When I arrived, I didn’t know a lot about the Oscar-nominated actress, but that was rectified with a 17-minute documentary that opened the tour. It explained the details of Gardner’s life, including her rise from obscurity and her marriages and divorces to big stars Mickey Rooney, Artie Shaw, and the man she called the love of her life, Frank Sinatra. The video featured interviews with Rooney and others close to the actress, who died in 1990.
For a small facility in a rural location, this museum had a very impressive collection of original artifacts. Like a wristwatch Ava gave to Frank.
And all sorts of wardrobe items from Ava’s films over the years, from her pearls and jewelry to dresses and gowns. Ava wore this red number in the 1951 film Show Boat.
This letter from actor Gregory Peck to Ava was absolutely fascinating. In it, he asked her to consider appearing in his upcoming film, wooing her by suggesting he will shoot it in her preferred location of Madrid instead of Paris, and said he and the director will make script changes to accommodate her. Click the image to enlarge and read the text.

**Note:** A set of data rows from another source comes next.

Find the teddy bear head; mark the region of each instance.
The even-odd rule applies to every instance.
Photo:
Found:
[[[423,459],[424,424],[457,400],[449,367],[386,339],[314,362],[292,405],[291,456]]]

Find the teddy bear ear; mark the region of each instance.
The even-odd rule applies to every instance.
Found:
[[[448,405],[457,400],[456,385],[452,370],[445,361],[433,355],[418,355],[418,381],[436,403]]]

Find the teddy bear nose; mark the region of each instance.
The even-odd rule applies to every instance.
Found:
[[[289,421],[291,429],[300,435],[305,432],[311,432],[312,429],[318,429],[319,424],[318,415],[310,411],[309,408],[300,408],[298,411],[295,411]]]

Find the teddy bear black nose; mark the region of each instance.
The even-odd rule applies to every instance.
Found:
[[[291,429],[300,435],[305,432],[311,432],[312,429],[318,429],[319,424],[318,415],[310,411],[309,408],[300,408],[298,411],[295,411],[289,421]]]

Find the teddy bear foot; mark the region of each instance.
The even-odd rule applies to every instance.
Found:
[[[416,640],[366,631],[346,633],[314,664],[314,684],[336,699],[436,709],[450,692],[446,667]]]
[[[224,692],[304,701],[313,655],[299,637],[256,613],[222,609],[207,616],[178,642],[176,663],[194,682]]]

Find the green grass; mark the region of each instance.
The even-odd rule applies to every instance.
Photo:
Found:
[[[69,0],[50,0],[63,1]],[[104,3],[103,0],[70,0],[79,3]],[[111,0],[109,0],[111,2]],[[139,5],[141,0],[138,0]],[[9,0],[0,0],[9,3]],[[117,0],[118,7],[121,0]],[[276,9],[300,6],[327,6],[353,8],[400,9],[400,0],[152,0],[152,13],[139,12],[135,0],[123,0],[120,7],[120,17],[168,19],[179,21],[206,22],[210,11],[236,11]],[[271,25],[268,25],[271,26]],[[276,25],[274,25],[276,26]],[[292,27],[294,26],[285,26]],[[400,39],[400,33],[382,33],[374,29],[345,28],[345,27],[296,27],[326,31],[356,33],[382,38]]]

There was a room of paintings of the actress, plus collections of original photos from her life. There were literally “binders full of men” here – one binder was called “Ava and her men” and included personal pictures from her life, such as actual wedding photos from her first marriage to Mickey Rooney.
The $7 admission fee seemed a little high at first, but after visiting it became obvious that price was justified. If you find yourself in the area, consider stopping by the museum for a Hollywood history lesson, whether you’re a fan of Ava Gardner or not.